Earlier this week, I put a piece on this site about my relative – a grandmother – who took happy snaps of her grandkids. Five smiling cheeky faces. A delight.
She sent them around on Facebook. Happy days indeed. What she didn’t know was that they had been grabbed by Google Images and when you typed in her name, up came those happy faces. She had no control over her family life and the right to privacy.
I guess cases like this one will come within the remit of the order from the European Court of Justice to provide a means to have your history edited out of the Google world (and others I would think). I still am not sure. But in essence, surely, democracy includes the right to control your own life, your own history, you own thoughts. Your own pictures.
Admittedly, Google did back down a bit. But not enough.There are caveats and loopholes.
There are three contested angles to this move which, by the way, has already resulted in 20,000 requests to file for removal.
One is that the gatekeeper for all these ‘forget requests’ will be Google itself. The web giant will be judge and jury. It will decide whose past can be wiped and whose life remains on line. What criteria will it use? Who has picked the people who will choose? Critics have rightly said that a celebrity will have more clout that an average citizen. But if that is the case, what if ‘an average citizen’ with little clout becomes famous in five, ten, fifteen years’ time? How will it judge the future?
Secondly, according to reports, even though search engines will be subject to law, it is only the links to articles that will be chopped out.The ruling lets the original article in question remain.
Finally, and this is important, a person’s history will be wiped on their local web link. So Google.co.uk or Google.esp (for Spain, let’s say) will follow the letter of the law because it is in Europe. But guess what? Since Google.com – the big mamma in all this – is in the States, the images, the bad facts, the comments linked with you will stay.
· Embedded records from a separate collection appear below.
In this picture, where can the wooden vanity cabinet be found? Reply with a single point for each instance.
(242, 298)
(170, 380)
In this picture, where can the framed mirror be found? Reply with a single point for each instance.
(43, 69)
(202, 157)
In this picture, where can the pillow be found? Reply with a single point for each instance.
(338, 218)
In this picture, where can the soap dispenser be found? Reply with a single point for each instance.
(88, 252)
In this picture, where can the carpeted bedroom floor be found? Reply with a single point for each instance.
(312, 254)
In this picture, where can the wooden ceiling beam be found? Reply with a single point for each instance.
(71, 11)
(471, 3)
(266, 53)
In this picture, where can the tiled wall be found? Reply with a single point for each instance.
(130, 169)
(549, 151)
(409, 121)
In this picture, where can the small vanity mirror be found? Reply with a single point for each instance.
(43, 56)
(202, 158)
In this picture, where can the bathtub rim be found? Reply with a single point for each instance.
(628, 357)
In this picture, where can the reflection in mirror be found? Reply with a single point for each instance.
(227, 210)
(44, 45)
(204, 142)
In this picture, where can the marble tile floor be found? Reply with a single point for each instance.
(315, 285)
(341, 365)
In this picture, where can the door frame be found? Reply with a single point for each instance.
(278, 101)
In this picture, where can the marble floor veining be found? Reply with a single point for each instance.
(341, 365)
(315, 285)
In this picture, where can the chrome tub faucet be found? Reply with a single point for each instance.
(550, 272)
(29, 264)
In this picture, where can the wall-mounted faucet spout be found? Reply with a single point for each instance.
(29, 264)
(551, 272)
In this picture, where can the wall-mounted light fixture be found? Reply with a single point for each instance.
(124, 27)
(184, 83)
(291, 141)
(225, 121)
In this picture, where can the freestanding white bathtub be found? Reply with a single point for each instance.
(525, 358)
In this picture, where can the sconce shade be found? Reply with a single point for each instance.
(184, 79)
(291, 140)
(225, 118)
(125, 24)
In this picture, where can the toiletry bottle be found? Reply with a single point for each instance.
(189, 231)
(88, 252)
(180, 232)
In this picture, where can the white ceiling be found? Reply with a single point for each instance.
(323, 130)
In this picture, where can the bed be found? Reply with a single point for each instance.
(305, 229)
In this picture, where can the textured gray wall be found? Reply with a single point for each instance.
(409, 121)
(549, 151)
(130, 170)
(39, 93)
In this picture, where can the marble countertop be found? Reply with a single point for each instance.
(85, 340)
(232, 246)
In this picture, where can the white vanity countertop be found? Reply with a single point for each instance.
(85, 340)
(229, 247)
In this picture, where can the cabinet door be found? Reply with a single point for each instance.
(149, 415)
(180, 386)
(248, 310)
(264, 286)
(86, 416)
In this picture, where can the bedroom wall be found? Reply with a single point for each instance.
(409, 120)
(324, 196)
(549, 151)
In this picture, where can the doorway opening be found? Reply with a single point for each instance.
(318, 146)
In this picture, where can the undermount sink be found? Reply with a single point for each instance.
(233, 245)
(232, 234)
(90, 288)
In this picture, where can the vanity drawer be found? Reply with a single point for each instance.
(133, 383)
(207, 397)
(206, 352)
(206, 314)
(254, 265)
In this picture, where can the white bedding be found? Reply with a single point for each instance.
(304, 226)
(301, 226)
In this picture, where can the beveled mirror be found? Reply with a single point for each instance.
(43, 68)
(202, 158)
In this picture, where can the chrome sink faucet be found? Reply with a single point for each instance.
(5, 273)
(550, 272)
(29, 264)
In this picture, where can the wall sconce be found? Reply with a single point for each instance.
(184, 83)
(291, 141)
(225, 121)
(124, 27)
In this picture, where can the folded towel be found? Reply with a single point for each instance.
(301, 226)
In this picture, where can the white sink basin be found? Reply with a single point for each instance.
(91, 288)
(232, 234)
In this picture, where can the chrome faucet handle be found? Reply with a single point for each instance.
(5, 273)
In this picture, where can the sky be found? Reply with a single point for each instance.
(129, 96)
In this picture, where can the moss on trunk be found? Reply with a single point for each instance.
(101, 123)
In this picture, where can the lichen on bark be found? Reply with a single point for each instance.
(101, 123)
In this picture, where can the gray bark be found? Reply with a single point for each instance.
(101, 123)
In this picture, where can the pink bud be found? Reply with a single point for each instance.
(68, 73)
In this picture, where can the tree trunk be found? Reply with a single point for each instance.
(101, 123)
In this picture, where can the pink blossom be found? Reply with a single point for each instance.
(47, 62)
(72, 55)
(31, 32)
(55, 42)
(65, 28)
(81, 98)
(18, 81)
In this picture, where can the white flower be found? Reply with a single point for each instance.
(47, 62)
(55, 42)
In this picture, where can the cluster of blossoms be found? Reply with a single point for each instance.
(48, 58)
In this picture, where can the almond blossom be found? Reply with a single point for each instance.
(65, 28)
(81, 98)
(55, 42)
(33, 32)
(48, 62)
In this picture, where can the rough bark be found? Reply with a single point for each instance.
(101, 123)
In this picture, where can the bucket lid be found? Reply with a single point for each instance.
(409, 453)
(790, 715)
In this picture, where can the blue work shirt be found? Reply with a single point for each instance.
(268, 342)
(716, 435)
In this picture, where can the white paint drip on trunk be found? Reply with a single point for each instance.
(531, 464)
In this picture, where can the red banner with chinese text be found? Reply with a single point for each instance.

In that previous article that I cited at the top of this piece, I alluded to a black satire called The Circle by author David Eggers. One of his characters in the novel warns: “..If you control the flow of information, you can control everything.”
Google and its industry henchmen will not give a real inch when it comes to control. That’s how they make money. That’s how they stay in business. And guess who suffers? You and me.